Reagan called himself the Errol Flynn of B films. He was not a great movie actor, but his Hollywood years were only a preparation for his greatest performance as president who wins the Cold War. The film interestingly develops only Reagan as a serious character, with everyone else as supporting backdrop, even Nancy. Long time aides Mike Deaver and Bill Clark have a few lines, James Baker, and Ed Meese almost nothing. Defense Secretary Casper Weinberger is nearly silent, and Secretary of State George Shultz has a few complaints. Treasury Secretary and Chief of Staff Don Regan never appears. Someone looking like Budget Director David Stockman speaks once. National Security Advisor John Poindexter briefly appears. Prime Minister Margaret Thatcher briefly waxes hot and cold. German Chancellor Helmut Kohl is quietly shown. Japanese Prime Minister Nakasone makes a supportive phone call. An elderly looking Gorbachev, who was actually 20 years younger than Reagan, is foil and friend in a few scenes.  The spotlight is exclusively on Reagan. He was not an egotist but surely as an actor he would have appreciated being center stage.

This film, despite its flaws, is emotionally powerful for many of us because of its memories. The Reagan years for some of us, at least through the mists of time, seem magical. If you were in DC, it felt like a dream, like the Wizard of Oz. Reagan was the mysterious and powerful Wizard, behind the White House gates, his motorcade occasionally emerging amid great fanfare, with trucks blocking intersections and helicopters overhead. When he appeared, it was like a movie set. Once my father and I encountered him leaving a Georgetown club.
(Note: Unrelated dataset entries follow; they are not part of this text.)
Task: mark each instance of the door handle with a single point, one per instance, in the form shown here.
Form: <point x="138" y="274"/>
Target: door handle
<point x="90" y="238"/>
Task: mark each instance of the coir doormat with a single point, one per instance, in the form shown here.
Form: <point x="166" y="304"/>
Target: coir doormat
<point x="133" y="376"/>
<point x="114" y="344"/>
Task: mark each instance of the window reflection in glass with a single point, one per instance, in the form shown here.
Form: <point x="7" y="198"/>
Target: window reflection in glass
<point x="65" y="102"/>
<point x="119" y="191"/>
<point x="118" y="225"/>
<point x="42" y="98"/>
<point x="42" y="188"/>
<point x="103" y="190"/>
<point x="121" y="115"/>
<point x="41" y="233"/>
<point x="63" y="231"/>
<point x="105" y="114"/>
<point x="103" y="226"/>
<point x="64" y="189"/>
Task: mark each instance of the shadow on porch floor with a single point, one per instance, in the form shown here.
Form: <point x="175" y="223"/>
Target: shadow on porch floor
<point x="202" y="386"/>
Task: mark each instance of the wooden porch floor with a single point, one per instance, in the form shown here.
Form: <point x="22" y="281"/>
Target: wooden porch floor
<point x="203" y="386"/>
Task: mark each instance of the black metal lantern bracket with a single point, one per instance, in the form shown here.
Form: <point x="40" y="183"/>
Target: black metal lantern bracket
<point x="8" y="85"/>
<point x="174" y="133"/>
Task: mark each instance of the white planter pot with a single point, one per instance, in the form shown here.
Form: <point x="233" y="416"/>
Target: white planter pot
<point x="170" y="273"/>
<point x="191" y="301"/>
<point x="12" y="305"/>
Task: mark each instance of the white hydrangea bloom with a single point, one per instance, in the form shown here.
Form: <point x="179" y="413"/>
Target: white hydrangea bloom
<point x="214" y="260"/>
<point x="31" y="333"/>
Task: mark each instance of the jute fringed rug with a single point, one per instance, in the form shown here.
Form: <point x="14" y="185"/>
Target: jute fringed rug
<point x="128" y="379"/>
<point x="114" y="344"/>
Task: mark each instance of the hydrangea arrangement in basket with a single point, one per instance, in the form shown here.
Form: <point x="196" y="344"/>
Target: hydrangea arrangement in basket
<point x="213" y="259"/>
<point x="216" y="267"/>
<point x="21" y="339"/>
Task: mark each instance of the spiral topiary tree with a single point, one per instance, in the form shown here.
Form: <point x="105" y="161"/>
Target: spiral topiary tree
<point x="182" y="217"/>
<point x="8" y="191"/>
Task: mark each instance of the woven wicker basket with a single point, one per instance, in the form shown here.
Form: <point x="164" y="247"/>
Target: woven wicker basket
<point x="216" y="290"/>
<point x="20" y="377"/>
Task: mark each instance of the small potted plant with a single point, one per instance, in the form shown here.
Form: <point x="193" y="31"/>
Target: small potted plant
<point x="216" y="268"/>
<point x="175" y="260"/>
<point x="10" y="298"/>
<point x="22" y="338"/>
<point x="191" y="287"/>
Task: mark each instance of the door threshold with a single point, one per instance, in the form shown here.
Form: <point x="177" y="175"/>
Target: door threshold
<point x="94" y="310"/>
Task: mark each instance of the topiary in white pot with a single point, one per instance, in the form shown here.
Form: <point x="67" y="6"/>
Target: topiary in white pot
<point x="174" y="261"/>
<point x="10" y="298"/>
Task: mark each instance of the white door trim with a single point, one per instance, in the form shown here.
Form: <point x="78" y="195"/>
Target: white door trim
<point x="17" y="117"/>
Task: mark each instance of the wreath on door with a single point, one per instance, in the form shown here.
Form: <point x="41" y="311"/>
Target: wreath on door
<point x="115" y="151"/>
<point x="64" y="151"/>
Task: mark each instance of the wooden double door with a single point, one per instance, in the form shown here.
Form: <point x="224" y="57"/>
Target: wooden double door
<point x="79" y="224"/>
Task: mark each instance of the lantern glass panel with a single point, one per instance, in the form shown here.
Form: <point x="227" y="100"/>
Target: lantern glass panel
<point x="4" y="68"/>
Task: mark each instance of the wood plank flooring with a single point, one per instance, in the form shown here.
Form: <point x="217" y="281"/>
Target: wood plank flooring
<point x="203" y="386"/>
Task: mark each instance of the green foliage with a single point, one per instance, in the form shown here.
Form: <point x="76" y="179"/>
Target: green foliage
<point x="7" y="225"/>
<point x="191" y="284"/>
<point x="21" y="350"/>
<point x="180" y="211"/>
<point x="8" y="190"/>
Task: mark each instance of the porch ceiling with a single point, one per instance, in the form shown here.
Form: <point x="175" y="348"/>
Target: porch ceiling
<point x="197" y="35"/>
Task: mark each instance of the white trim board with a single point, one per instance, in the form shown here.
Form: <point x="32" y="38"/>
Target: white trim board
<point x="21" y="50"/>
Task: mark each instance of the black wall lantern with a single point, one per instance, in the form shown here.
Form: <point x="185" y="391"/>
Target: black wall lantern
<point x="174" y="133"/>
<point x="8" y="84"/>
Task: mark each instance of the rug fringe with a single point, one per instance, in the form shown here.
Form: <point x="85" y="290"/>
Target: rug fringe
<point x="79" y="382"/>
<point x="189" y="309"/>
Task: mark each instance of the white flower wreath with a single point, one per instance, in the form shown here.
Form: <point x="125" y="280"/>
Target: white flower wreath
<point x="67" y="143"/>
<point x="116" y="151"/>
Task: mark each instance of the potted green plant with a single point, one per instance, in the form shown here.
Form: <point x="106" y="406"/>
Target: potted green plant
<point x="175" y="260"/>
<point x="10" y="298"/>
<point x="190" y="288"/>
He stepped onto the limousine door sill and waved with a grin. The crowd was ecstatic. One girl was hyperventilating. That image never leaves my mind.

Reagan’s critics thought he was a vapid Wizard, only a façade, manipulated by stagecraft. But he was a shrewd Wizard, who deployed his strengths and didn’t agonize over his weaknesses, as his presidential predecessors had. His greatest gifts were serenity and confidence. And if he was the Wizard, then the Soviet Union was the Wicked Witch, always hovering in the sky as a threat. But the Wizard kept us safe and ultimately extinguished the Witch with shocking sang-froid.

Who really was the Wizard? This film tries to explain but doesn’t really answer. Even Nancy, in real life, admitted she did not truly know him. He remains a mystery, a smiling Sphynx, whose legacy will endure. Reagan the film across two- and one-half hours shares many familiar anecdotes about the man. But the Wizard is inexplicable, which was his power. And the whole world was a beneficiary.